Mouse thought back to the coin purse that appeared on his nightstand while he slept. The only mark on the bag was the tiny note tied around the bag’s mouth that simply read “Your pay.” Beyond that, the only thing of note was that the poor thing was almost stuffed to bursting. When he finally opened it, Mouse found it filled with gold, silver, and copper bits. It came to four hundred and fifty days wages we he finally counted it out, and he was doing his best to breathe easily as the bits spilled onto his hoof.

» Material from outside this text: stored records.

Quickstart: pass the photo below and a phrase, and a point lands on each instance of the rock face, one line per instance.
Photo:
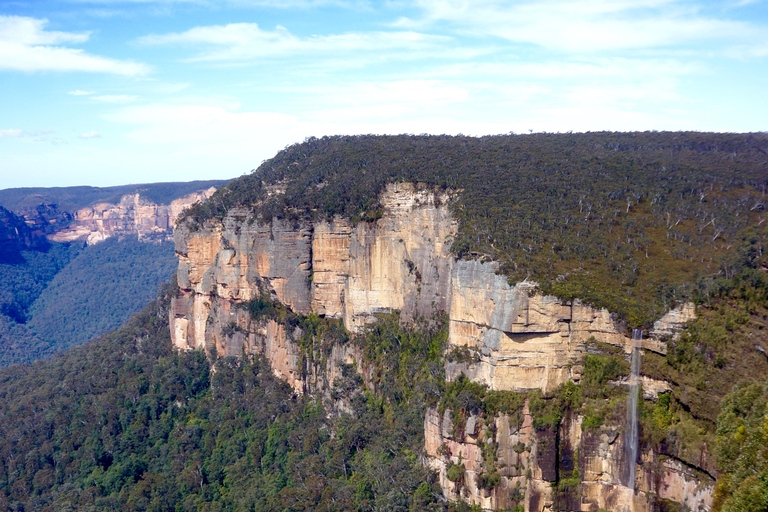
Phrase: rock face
(509, 337)
(533, 464)
(132, 215)
(401, 262)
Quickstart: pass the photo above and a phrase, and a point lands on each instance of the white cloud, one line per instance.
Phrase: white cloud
(585, 26)
(16, 133)
(25, 45)
(244, 41)
(13, 133)
(115, 98)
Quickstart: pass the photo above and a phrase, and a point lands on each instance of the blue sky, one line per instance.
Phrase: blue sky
(108, 92)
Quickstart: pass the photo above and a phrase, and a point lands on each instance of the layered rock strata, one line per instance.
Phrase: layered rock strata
(132, 215)
(536, 467)
(509, 337)
(518, 338)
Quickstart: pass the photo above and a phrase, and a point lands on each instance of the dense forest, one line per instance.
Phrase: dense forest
(635, 222)
(64, 294)
(125, 422)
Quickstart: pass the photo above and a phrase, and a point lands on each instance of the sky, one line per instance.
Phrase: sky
(109, 92)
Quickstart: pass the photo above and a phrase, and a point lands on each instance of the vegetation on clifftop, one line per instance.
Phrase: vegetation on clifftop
(627, 221)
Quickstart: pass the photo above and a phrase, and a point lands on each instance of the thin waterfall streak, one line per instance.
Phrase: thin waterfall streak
(632, 424)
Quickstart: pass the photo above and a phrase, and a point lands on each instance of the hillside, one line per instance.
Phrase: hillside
(124, 422)
(68, 294)
(71, 199)
(54, 295)
(429, 323)
(634, 222)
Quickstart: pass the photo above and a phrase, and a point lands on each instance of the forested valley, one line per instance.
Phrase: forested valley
(636, 223)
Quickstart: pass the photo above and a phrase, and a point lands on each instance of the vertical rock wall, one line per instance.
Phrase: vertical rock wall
(132, 215)
(516, 338)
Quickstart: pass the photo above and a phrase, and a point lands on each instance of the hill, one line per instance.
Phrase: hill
(634, 222)
(71, 199)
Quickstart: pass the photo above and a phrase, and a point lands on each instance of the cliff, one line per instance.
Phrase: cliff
(508, 337)
(133, 214)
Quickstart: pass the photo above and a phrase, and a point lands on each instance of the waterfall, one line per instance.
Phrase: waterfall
(630, 445)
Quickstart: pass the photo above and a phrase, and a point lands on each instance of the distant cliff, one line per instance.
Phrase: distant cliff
(541, 254)
(133, 214)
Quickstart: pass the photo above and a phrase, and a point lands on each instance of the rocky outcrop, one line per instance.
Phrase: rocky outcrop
(537, 467)
(132, 215)
(402, 262)
(524, 340)
(509, 337)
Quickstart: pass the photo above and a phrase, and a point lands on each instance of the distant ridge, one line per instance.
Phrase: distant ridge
(70, 199)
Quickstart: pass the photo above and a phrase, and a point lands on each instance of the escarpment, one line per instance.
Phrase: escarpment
(132, 215)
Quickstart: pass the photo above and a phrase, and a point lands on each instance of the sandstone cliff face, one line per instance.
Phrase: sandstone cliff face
(533, 463)
(517, 338)
(132, 215)
(524, 340)
(336, 270)
(401, 262)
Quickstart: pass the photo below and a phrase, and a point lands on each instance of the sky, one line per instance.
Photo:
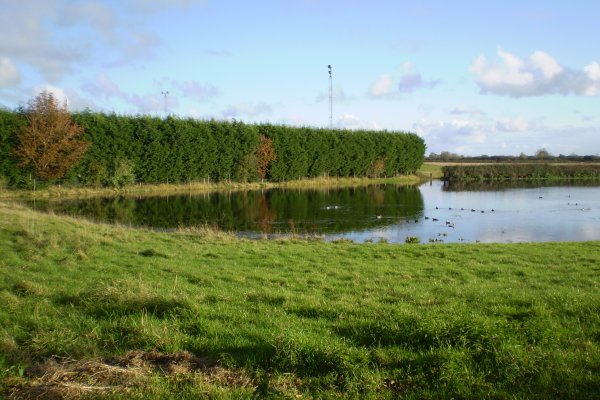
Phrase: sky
(470, 77)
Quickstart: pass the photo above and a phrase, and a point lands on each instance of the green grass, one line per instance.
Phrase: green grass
(431, 171)
(283, 319)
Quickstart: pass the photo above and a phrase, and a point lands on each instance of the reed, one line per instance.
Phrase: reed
(516, 171)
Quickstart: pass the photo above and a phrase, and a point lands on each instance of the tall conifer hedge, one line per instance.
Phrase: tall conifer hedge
(128, 149)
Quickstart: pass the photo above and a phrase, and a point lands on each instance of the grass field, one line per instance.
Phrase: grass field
(111, 312)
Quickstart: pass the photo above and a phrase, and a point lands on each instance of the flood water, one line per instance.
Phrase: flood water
(432, 212)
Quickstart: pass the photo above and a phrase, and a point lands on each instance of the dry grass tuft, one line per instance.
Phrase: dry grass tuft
(70, 379)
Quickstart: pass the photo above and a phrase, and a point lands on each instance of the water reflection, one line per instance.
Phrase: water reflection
(272, 211)
(433, 212)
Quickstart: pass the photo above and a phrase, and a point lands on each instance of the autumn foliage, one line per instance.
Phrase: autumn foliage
(50, 143)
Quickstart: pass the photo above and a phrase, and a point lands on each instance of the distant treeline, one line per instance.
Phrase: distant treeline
(514, 171)
(144, 149)
(540, 156)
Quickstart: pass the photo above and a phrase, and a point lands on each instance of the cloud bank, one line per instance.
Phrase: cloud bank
(537, 75)
(409, 81)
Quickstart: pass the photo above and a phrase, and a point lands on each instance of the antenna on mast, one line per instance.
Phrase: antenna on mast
(165, 93)
(330, 97)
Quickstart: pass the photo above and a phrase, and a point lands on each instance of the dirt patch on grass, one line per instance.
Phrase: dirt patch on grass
(75, 379)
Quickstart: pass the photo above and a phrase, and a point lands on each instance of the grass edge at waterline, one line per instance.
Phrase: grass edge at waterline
(52, 192)
(292, 318)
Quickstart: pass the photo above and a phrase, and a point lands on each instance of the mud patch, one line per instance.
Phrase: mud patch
(71, 379)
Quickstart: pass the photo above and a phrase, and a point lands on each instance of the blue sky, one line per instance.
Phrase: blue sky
(472, 77)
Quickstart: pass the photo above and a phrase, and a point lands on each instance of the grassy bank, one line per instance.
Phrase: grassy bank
(519, 171)
(112, 312)
(197, 187)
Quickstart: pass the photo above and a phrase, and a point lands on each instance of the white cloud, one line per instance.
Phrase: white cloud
(465, 110)
(9, 74)
(537, 75)
(407, 82)
(513, 125)
(593, 71)
(351, 121)
(449, 135)
(103, 86)
(58, 93)
(196, 90)
(251, 110)
(382, 87)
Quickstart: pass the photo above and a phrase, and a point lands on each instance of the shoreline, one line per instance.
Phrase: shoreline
(164, 189)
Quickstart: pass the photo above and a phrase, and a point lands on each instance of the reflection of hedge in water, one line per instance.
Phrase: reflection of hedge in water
(457, 186)
(128, 149)
(520, 172)
(274, 210)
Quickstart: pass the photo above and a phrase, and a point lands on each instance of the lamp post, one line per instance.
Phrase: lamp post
(330, 97)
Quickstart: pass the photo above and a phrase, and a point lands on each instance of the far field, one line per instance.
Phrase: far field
(111, 312)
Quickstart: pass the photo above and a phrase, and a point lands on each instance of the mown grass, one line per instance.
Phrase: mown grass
(292, 318)
(58, 191)
(431, 171)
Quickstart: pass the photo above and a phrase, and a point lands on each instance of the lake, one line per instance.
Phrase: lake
(432, 212)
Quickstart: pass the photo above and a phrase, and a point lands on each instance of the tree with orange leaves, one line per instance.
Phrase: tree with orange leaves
(50, 143)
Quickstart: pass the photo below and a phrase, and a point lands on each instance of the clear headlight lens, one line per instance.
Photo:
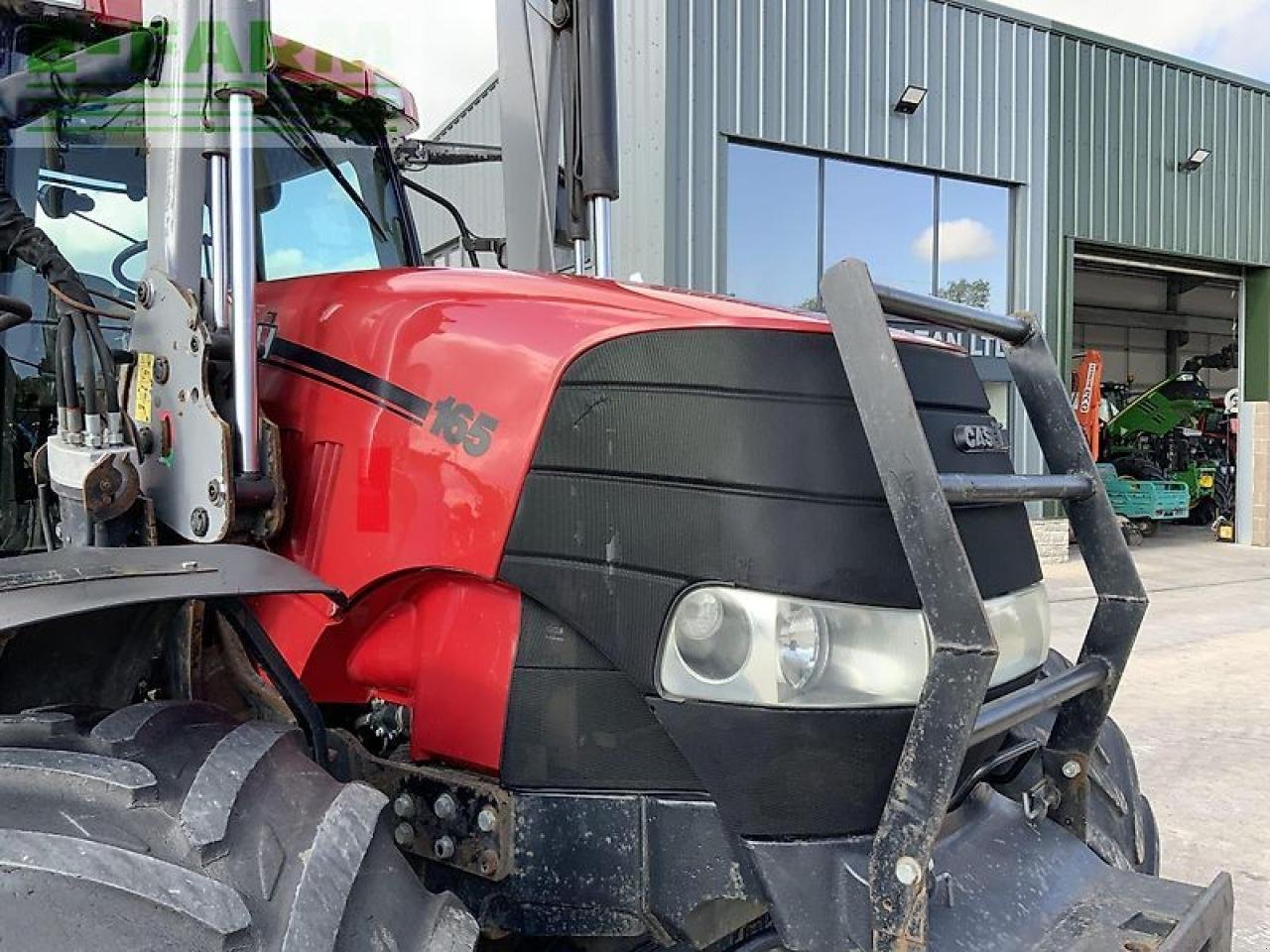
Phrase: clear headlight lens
(749, 648)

Mouse had felt no regret when he killed Pad Lock. The Warden had deserved every wound and more. Yet as he took that bag, and felt its heft in his hooves, he almost felt guilty for taking the blood money.


Mouse sighed. Why was this so difficult?

Every part of him wanted to defy the pale pony and his book. He wanted to be honest. He wanted to live a peaceful life, one free of the guards breathing down his neck. That's all he ever wanted.

Yet more than a year's worth of bits for ending the life of scum had definitely made him second guess that. Not to mention that his safety was guaranteed, and all he had to worry about was the next life he was going to take.

It just left such a bad taste in his mouth.

Everything he wanted, gone. You might be able to disappear from thieves, especially when one of them is covering you from the inside, but assassins? Assassins would hunt you down and kill you just to keep you silent.

Still, wasn’t death worth the chance of freedom?

Mouse thought about this all the way to Vanhoover. It was a terrible question, one that he rolled over and over in his mind. The old stallion that raised him had made his stance on these kind of risks clear.

“Never try to escape unless you are sure that you will survive. The time will come when you can leave, but it will mean nothing if you wind up dead because you were impatient.”

Still, the chance at an honest life. He was already free, all he had to do was take it.

“Ah, but it’s not just the assassins you need to worry about.”

That was true. Again, the guards could be after him. How long until the birds made their way to Vanhoover? What then? On the run, hiding in the wilderness for weeks? Months? Years? No, no that fate was not his. If he could choose anything, he would at least choose not to run. He was not some common bandit to be forced on the lam. He was better than that at least.


Mouse thought long, and hard, but when he finally, finally stepped off the cart, he knew what he decided. He didn’t like it, but it was his decision, so with a final sigh, he gathered his bag, and immediately began to head south, toward the small town of Tall Tale.

Tall Tale was a mining town. The mountains that it cradled the small collection of stone buildings were filled with gems, and no doubt owed by another unicorn lord that had come to the frontier to make his fortune.

Earth pony and unicorn miners walked the streets, and crates full of gems went to carts to be traded away. A handful still went up to the manor house set up on one of the smaller mountaintops, to be enchanted, no doubt. Pegasi moved the carts about, teams lifting them wholly into the air to carry them across town.

The town was alive and working, not really what Mouse was expecting for a home of assassins. Still, he kept his eyes open for the pale pony and his book as he walked through the village.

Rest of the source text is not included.